The nation still held strictly to the White Australia policy despite the desperate needs of the war, leading to segregation in poor conditions and discrimination that later sparked riots between black and white GIs in Brisbane.
The 96th Battalion, like all other black units, was recruited and deployed under segregation policies applied across the US military until the late 1940s, and reinforced by rules governing the stationing of more than 7000 black troops in Australia.
Few blacks were assigned combat roles. Most were in support duties, mainly catering and labour.
The 1200-strong 96th Battalion, and another black engineer unit, the 91st Battalion, were commanded by whites.
The military history website Australia@war says the units had been recruited and organised as "supplemental labour", with no specialist training or equipment. They had relatively few officers for their large companies, creating management and disciplinary problems.
This helped inflame tensions in Townsville, a key staging post for the Pacific war that hosted more than 50,000 US and Australian troops. It is still a base for the Australian Army.
Trouble erupted shortly after the battalion's arrival, when about 100 of the unit's troops fought with Marines who had rounded them up with bayonets and loaded rifles. The black GIs were banned from town.
Amid plummeting morale, half the battalion were deployed to New Guinea.

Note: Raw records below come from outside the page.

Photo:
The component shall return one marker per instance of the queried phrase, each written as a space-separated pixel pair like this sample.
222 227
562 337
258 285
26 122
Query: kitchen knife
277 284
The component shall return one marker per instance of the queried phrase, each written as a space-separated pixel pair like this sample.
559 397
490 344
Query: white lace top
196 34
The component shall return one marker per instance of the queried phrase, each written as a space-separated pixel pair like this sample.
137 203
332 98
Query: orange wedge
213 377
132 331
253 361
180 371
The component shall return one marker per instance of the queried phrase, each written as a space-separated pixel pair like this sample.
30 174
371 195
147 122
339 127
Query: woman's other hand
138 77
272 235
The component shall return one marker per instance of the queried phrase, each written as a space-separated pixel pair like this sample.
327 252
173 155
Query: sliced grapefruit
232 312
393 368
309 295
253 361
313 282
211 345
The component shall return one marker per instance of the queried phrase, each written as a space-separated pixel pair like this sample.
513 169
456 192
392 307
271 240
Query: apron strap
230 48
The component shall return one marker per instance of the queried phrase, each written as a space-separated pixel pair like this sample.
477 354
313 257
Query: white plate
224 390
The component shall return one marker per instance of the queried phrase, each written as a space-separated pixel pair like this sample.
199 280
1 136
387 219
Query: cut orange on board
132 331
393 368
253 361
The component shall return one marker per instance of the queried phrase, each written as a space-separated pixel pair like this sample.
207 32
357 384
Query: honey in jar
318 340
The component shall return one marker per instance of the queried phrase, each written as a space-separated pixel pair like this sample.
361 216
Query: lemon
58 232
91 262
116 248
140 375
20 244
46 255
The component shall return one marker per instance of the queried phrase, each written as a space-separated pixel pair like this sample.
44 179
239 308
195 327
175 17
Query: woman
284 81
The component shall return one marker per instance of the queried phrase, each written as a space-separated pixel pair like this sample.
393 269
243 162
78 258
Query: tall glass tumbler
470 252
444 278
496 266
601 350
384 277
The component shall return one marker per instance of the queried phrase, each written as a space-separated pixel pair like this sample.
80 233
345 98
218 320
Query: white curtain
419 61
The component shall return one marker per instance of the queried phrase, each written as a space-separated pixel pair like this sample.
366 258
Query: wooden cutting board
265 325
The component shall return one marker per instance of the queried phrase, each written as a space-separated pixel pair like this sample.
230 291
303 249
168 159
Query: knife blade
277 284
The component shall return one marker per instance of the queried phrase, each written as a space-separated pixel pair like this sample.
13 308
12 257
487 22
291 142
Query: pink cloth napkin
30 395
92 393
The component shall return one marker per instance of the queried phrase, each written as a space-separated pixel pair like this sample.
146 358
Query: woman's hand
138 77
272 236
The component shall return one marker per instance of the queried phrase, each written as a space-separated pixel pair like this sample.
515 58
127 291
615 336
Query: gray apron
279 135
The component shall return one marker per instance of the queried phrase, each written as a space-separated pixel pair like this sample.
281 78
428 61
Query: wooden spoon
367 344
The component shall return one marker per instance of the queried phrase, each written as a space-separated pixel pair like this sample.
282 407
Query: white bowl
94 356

The remaining two companies were based at what is now the Townsville suburb of Kelso, building by hand three 2100m airfields.
Australia@war says that on the night of May 9, 1942, shots were heard in the battalion's camp. Local Arthur Kelso, out riding on his Laudham Park property, said he heard continued shooting - including Thompson submachine guns - until about 11pm.
Some reports suggested violence flared after a white officer struck one of his black subordinates, and that drunken blacks began shooting at their officers, who returned fire.
As reports of 250 rampaging soldiers reached Townsville, Australian units issued with live ammunition and Bren light machine guns were sent to cordon off the mutineers. They were stopped and turned back to camp.
The incident was reported in the war diaries of the 29th Australian Infantry Brigade and the 51st Infantry Battalion, noting that 500 US engineering troops were "in revolt", and that "US negroes had seized their own arms".
Later, a Brisbane-based engineer, Lieutenant Frank Beasecker, wrote in his diary: "The 96th Engineers, a negro battalion, had a mutiny a few months back and expended 30,000 rounds of machine gun ammo. Luckily no one was hurt but they were after the white officers."
In contrast to Beasecker's report, Australia@war says Kelso reported that 19 coffins had been ordered to bury the dead.
Now James Cook University historian Ray Holyoak has uncovered evidence of the mutiny during research into Congressman (later President) Lyndon B. Johnson's sudden and unexplained visit to Townsville in 1942.
He told ABC radio yesterday he had found primary documentation to prove that the 96th Battalion did mutiny in an eight-hour siege triggered by racial taunts and violence.
"After some serial abuse by two white US officers, there were several ringleaders and they decided to machine-gun the tents of the white officers," Holyoak said.
The evidence is contained in documents held in the archives of the Queensland police and Townsville Army Brigade detailing the firing of more than 700 rounds by machine gun and antiaircraft weapons into tents where white officers were drinking.
Holyoak said at least one man was killed and dozens severely injured.
He said further evidence was provided by an unpublished report written by US war correspondent Robert Sherrod, which was given to Johnson and later filed by the US National Archives and Records Administration.
"I think at the time, it was certainly suppressed," Holyoak said.
Divided loyalties: wartime conflict between blacks and whites
* The 1917 Camp Logan, Houston, Texas, mutiny by 156 soldiers of the all-black 24th US Infantry's 3rd Battalion, in which four soldiers and 16 civilians died. Nineteen mutineers were hanged, and 41 jailed for life.
* Port Chicago, July 1944, when black sailors refused to load ammunition ships after 320 others had been killed in a huge explosion. Loading ammunition was exclusively a black job, and the blast was triggered when white officers pressured their men to hurry. Fifty men were convicted of mutiny and given terms of up to 15 years' hard labour.
* Race riot at Agana, Guam, December 1944, after taunts, violence and discrimination, the fatal shooting of a black GI by drunk white Marines and the peppering of the black camp by other Marines in a jeep. Black GIs returned fire, injuring a white MP. Black GIs were jailed. No whites were charged.
* The Freeman Air Force Field Mutiny, Indiana, 1945. More than 160 black officers were arrested after trying to forcibly integrate an all-white officers' club. Only one was convicted in an incident regarded as a catalyst for the later integration of the US military.